How can the results be applied? What new insights did the research contribute to the topic?
The dissertation contributes to information security literature by confirming the overall effectiveness of informal controls in motivating employee ISP compliance, revealing that informal controls are more effective than formal controls in enhancing ISP compliance, demonstrating the stronger stability of effects of informal controls (vs. formal controls) across various cultural and methodological contexts, and confirming informal controls as underlying mechanisms through which formal controls influence employee ISP compliance. Furthermore, this dissertation offers insight into information security research by confirming motivational postures as underlying mechanisms through which DTE and STO affect employee ISP compliance, extending the focus of previous research on DTE and STO from ISP compliance to extra-role security behavior, and identifying key boundary conditions (i.e., ISP legitimacy and value congruence) that influence the effectiveness of DTE and STO, thereby deepening our understanding of when the two tactics work better.
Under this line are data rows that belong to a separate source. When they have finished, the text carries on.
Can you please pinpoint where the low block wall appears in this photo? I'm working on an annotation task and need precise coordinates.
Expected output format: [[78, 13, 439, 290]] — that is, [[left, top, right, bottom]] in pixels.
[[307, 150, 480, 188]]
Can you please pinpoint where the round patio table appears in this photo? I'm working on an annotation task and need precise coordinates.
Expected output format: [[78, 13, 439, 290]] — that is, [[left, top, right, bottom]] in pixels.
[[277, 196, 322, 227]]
Overall, the findings provide practical guidance on how to use controls and threats-based strategies to manage employees’ security behaviors in organizations.
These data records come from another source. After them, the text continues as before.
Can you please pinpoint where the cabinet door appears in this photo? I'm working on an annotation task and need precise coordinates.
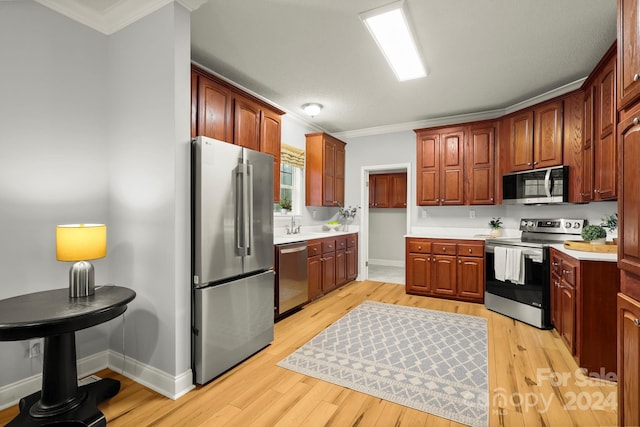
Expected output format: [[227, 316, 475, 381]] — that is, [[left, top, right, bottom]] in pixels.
[[440, 131, 464, 205], [580, 86, 596, 202], [618, 0, 640, 109], [336, 251, 347, 286], [458, 256, 485, 301], [558, 280, 576, 354], [389, 173, 407, 208], [551, 274, 562, 333], [509, 111, 533, 172], [416, 134, 440, 206], [431, 255, 457, 296], [307, 255, 322, 300], [618, 294, 640, 426], [260, 110, 282, 202], [593, 58, 618, 200], [233, 97, 260, 151], [345, 247, 358, 281], [196, 75, 233, 143], [322, 253, 336, 293], [533, 101, 562, 168], [465, 126, 495, 205], [618, 104, 640, 275], [406, 254, 431, 295]]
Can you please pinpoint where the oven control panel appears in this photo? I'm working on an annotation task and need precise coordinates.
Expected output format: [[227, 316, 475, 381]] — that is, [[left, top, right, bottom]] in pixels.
[[520, 218, 587, 234]]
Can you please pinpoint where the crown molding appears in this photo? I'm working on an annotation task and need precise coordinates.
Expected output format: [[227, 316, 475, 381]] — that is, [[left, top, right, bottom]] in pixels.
[[332, 77, 587, 139], [36, 0, 207, 35]]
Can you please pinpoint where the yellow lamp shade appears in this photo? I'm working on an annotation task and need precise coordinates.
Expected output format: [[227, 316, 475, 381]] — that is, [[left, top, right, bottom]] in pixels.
[[56, 224, 107, 261]]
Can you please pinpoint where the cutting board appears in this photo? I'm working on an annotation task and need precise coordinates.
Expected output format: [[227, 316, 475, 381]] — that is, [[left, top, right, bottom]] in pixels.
[[564, 240, 618, 254]]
Jing Liu will defend her doctoral dissertation “Understanding the Roles of Formal and Informal Controls in Organizational Information security: Behavioral Consequences and Psychological Mechanisms” on Friday, 8 May 2026 at 12:00 in Liikunta Building, auditorium L303.
The opponent is Professor Xin (Robert) Luo (University of New Mexico), and the custos is Professor Mikko Siponen (University of Jyväskylä).
The language of the event is English.